The following is a letter to the editor printed in my local newspaper here in Whitehorse.

Re: Debate about the Canadian Armed Forces' role in the fight against ISIS

   As a Canadian Veteran, I would like to dispel a few myths, and elevate the debate in regards to Canada's role in this fight against ISIS. I am angered that all the political parties in this country seem to be trying to "score points" in regards to this issue on the backs of the brave men and women whose task it is to carry out this mission.

   Myth #1 - "This is/is not a 'Combat Mission'" : There is no such thing as a "Combat" mission, there are only missions. Sometimes your mission is dangerous, sometimes it isn't. Sometimes you are armed, sometimes you are not. Sometimes it is an overseas mission, sometimes domestic. Sometimes you wear a blue beret, sometimes a green helmet. The made up title of "Combat Mission" has no bearing on your task, it's difficulty, or it's danger. It does not exist. I have served on operations in Canada where I was armed, but not in danger, and I know unarmed military observers who were in extreme danger on their operations.

   Myth #2 - "We need to have an 'Exit Strategy'" : Another beast that does not exist. No nation, alliance, empire, city state, clan or tribe has ever, in the history of armed conflict, going back to the stone age, gone into a fight with an "Exit strategy" or, if you prefer, a plan to leave immediately if, "Things don't work out the way we plan". There are two sayings that military commanders use when making a battle plan, "No plan survives contact with the enemy" and, "The enemy always gets to have their say in your plan". The "Fog of war" permeates every armed conflict. If someone tells you, with any kind of certainty, "This is what will happen on this mission" , he is lying to you. There are simply too many possible outcomes in armed conflict. The variables are endless. Having an "Exit strategy" going into war is like planning your wedding for noon, and having a date lined up for nine o'clock in case it doesn't work out. It is what it is, war will be what it will be.

   Myth #3 - "This is/is not a 'Real War'" : War is always evolving. We do not line up in three ranks, in an open field, at a prescribed time, to trade salvos of musket fire anymore. Cavalry units don't ride horses in combat anymore. Nations, very rarely, if ever, formally declare war upon each other anymore. Even so called "Peacekeeping" missions have changed. Peacekeeping, as it was envisioned, is an armed force deployed between two warring nation state's professional military. The two nations have agreed to stop fighting, and the neutral peacekeeping force is there to enforce the negotiated and agreed upon settlement. This does not happen anymore (if it ever even did). Which bring me to the last myth...

   Myth #4 - "Canadians are the World's 'Peacekeepers'" : This one really irks me. Canada IS NOT, and never has been, a neutral country. We have interests abroad, and alliances to maintain.

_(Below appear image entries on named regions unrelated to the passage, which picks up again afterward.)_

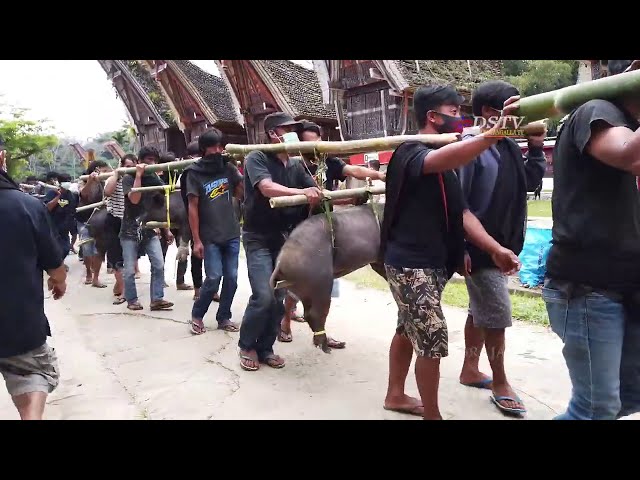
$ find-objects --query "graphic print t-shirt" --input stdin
[187,165,242,245]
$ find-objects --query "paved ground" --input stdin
[0,247,600,420]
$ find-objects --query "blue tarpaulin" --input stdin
[520,227,551,288]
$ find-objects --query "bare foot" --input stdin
[384,395,424,417]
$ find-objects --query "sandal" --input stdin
[327,337,347,350]
[218,320,240,332]
[189,319,207,335]
[261,353,285,368]
[149,300,173,312]
[278,329,293,343]
[238,350,260,372]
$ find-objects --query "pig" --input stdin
[270,203,386,353]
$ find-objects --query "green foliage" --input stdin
[0,107,58,179]
[505,60,578,97]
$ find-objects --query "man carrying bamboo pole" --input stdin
[278,121,385,349]
[380,86,517,420]
[76,160,112,288]
[543,60,640,420]
[0,168,69,420]
[120,146,173,310]
[458,80,546,415]
[185,128,243,335]
[238,112,322,371]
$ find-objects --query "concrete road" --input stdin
[0,247,616,420]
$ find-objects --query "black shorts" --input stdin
[104,213,124,270]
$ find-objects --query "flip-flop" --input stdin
[238,350,260,372]
[460,378,493,390]
[189,321,207,335]
[218,322,240,332]
[278,330,293,343]
[489,395,527,416]
[327,338,347,350]
[260,353,286,368]
[382,405,424,417]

We desire peace and stability in the world, but the world is a dangerous place. We must be prepared to defend our country and our way of life. These alliances, which have kept us safe for many years, come with obligations. The defense of Canada is our armed forces' primary mission and reason for existing. Period. Full stop. Peace support operations are only a sideline. The reason that Canadian service members have a reputation as good peacekeepers is that they are well trained and professional soldiers (and sailors, and airmen, and airwomen) first. The vast majority of their training is for full out war. That is the only way. I can tell you, having worn the blue beret under the UN in Croatia, a green beret under NATO in Bosnia, and a green kevlar helmet under an alliance in Afghanistan, I have witnessed, and been extremely grateful for, Canadian soldiers' war fighting abilities.

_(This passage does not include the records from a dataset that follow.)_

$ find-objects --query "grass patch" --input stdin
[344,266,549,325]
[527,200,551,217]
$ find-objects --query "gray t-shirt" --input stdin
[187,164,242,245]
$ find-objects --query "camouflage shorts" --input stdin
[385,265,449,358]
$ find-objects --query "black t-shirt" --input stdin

   It is not my intention to offer my personal opinion, nor influence the reader's, about weather we should or should not deploy Canada's military, or what their mission should or should not be, but I feel very strongly that we, as Canadian citizens, should be having this conversation. Too many of us have forgotten that we owe, and should be thankful for, the freedom and luxury of being able to give our opinion in the public sphere, to those who have sacrificed on our behalf. The stakes are too high, and too much Canadian blood has been spilled, to stick our heads in the sand now.

   Lest We Forget

   Darcy Grossinger C.D.
   Whitehorse Yukon


----------



## Bruce Monkhouse (24 Oct 2014)

If there was a like button here... :nod:


----------



## cryco (24 Oct 2014)

I'm tempted to print it out and distribute it at work. Too many people believe these myths.


----------



## jollyjacktar (24 Oct 2014)

Excellent letter,  maybe the best ever.  I would love to see this distributed across the country.  BZ


----------



## NavyHopeful (25 Oct 2014)

Wow.  Just... wow.

How do you respond to a letter like that?  You can't.  I wish someone would get up in the House of Commons (particularly this person's MP) and read it aloud for the entire Parliament to hear.  This is the voice of one of our own.  Someone who has voluntarily given their civil liberties to and put their life on the line (in 3 key events in our nation's History) and paved the way for our leaders to have the international relationships they have today.  I think it's about time the leaders on the hill, every single one of them, take a gut-check, pull their heads out of the sand, and start listening to the people they were elected to represent.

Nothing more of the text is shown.